Claver Place is named after St. Peter Claver. He is known as the patron saint of the slaves. It is believed that in his 40 years of ministry in Colombia, he converted more than 300,000 slaves to Catholicism. On the corner of Jefferson and Claver, at the point of intersection, right in front of the church that supported one co-naming but pushed back on the other, stands a statue of St. Peter Claver. Kneeling at his feet, clutching at his robe in an act of kowtowing, is a young Black boy.
So then, the very church that supports co-naming one block after an FBI agent and doesn’t support co-naming the perpendicular block after a Pan-African icon is itself named after a man who considered himself to be a savior of Black souls. He worked for 40 years converting strong Black men who likely resembled Jitu Weusi into mere altar boys tugging at his robe, altar boys like Edwin Woodriffe.
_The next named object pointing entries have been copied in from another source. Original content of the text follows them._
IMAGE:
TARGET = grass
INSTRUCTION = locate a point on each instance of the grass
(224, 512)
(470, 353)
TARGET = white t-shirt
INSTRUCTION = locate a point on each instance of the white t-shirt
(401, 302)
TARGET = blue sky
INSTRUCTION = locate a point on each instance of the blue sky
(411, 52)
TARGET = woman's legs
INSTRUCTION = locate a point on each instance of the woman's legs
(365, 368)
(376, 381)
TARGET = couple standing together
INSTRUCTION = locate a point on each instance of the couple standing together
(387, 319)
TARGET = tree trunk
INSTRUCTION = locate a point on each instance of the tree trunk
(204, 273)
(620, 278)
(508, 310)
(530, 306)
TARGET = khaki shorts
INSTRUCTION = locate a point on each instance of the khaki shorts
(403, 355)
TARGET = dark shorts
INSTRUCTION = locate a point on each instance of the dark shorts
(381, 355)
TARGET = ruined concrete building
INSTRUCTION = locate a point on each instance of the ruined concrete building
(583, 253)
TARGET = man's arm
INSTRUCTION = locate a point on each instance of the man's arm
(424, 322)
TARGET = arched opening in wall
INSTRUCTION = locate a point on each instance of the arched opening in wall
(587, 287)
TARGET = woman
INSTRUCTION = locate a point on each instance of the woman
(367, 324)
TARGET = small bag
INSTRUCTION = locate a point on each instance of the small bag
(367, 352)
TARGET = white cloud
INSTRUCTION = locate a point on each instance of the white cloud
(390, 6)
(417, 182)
In Bedford-Stuyvesant, our blocks are littered with the names of former slave owners. Washington, Madison, Monroe, Van Buren, Jefferson, these are the names of men who were vile and wicked toward the souls of Black folk. And yet we, the descendants of those enslaved, must live with speaking these names in common terms, using them to define our environment. And even if we don’t understand the effects of that on a conscious level, it doesn’t mean there are no effects. It’s important for those of us who are able to be active where we live, that we work to continue in the legacy of institutions such as The East, creating beacons of Blackness for our children to use as guiding lights. For this reason, Claver Place between Fulton Street and Putnam Avenue should be co-named Jitu Weusi Way.
Marlon Rice is a writer and activist.